赤い果実を髪飾りにした“棗(なつめ)”が現れた。
「人の心は、優しさで満たされるものよ。」
棗が手をかざすと、乾いた湖にじんわりと温かい赤色が広がった。
空気が少し甘くなる。
続いて、赤い瞳をした青年“竜眼肉(りゅうがんにく)”が現れる。
手のひらに小さな炎を灯し、穏やかに言った。
「温かさを思い出して。思考も感情も、冷えると動けなくなる。
僕は血を養い、心を落ち着ける。焦らなくていい。」
彼が指先で湖に触れると、火が水に変わり、少しずつ泉が戻り始めた。
だが、スカスカ影は声を荒げた。
「そんなぬるい甘さで俺は消えない! 潤ってもすぐ乾くさ!」
冷たい風が吹き荒れ、赤い水面が揺れる。
心がまた膝をついた。
そのとき、金色の光が差した。
甘い香りとともに現れたのは、琥珀色の瓶を背負った“はちみつ”の精。
髪の先がとろりと光り、穏やかな声で言う。
「焦らないで。
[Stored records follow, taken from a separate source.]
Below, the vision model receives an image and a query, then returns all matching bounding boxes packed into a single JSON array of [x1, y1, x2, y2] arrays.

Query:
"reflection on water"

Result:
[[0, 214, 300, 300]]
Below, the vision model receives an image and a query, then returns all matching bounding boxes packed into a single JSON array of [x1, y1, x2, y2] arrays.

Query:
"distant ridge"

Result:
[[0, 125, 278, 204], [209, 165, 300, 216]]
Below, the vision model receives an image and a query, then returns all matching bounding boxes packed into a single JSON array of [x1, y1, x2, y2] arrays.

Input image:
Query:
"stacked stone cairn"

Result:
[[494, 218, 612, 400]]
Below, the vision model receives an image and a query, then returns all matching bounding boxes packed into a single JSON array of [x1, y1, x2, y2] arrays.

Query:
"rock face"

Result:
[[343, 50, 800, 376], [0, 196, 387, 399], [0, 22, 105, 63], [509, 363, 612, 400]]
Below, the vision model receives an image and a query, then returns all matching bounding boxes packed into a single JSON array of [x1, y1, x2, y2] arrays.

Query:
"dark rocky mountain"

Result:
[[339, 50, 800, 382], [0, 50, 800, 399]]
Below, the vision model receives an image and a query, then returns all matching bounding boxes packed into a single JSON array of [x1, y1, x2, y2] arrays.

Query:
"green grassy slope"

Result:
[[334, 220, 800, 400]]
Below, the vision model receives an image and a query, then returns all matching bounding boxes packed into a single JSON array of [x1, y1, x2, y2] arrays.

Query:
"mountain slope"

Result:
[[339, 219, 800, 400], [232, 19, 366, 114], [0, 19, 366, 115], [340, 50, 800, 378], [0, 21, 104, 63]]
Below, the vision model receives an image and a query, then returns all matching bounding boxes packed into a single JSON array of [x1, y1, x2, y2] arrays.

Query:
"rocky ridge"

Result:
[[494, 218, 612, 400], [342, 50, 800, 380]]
潤いは、静かな時間と一緒に沁みていくの。」
はちみつが湖に一滴垂らすと、甘い波紋が広がった。
乾いた地面が柔らかくなり、柚葉の胸の奥まで温かさが広がっていく。
「……やさしい。けど、まだ足りない。」
心がそうつぶやいた瞬間、朱色の光がスッと差し込む。
髪に小さな赤い実を編み込んだ少女、“クコの実”が現れた。
眩しい笑顔で、胸を張る。
「ねえ、ちゃんと休んでる? 気と血の流れが止まると、心までカラカラになっちゃうよ!」
クコの実は両手を広げ、鮮やかな光を放った。
その光がスカスカ影の体を照らす。
「やめろ……まぶしい……!」
「まぶしいのは、あなたが闇だから。」クコの実が凛と答える。
「心が潤えば、闇は立っていられないの。」
光が弾ける。
影は叫び声を上げ、煙のように霧散した。
湖の水面は再び満たされ、赤い光が反射してきらめく。
心はゆっくりと立ち上がり、柚葉に向き直った。
「ありがとう。血が戻れば、心はまた動ける。
涙は、心が生きている証拠なんだよ。」
その言葉に、柚葉の頬を温かい雫が伝った。
いつの間にか、涙がこぼれていた。
でも、それは悲しい涙じゃなかった。
ほっとしたような、柔らかな涙だった。
「……あ、涙。出た。」
心は静かに微笑んだ。
「泣けるうちは、大丈夫。乾いていた心が、もう潤いを取り戻したから。」
光がふわりと広がり、柚葉の視界がゆっくりと戻っていく。
気づけば、朝の光がカーテンの隙間から差し込んでいた。
枕元には、昨日コンビニで買ったまま忘れていた牛乳と、はちみつの瓶。
キッチンでカップを取り出し、ミルクを温める。
そこに、棗とクコの実を数粒入れ、はちみつをひとさじ垂らした。
湯気の向こうから、ふんわりと甘い香りが広がる。
一口飲むと、体の芯までじんわりと温かくなった。
涙がまた少しにじむ。
「……うん、これなら泣いてもいいや。」
カップを両手で包みながら、柚葉は笑った。
胸の奥の泉が、もう一度ゆっくりと動き始めている。
それは、彼女の中の“心”が確かに生きている証だった。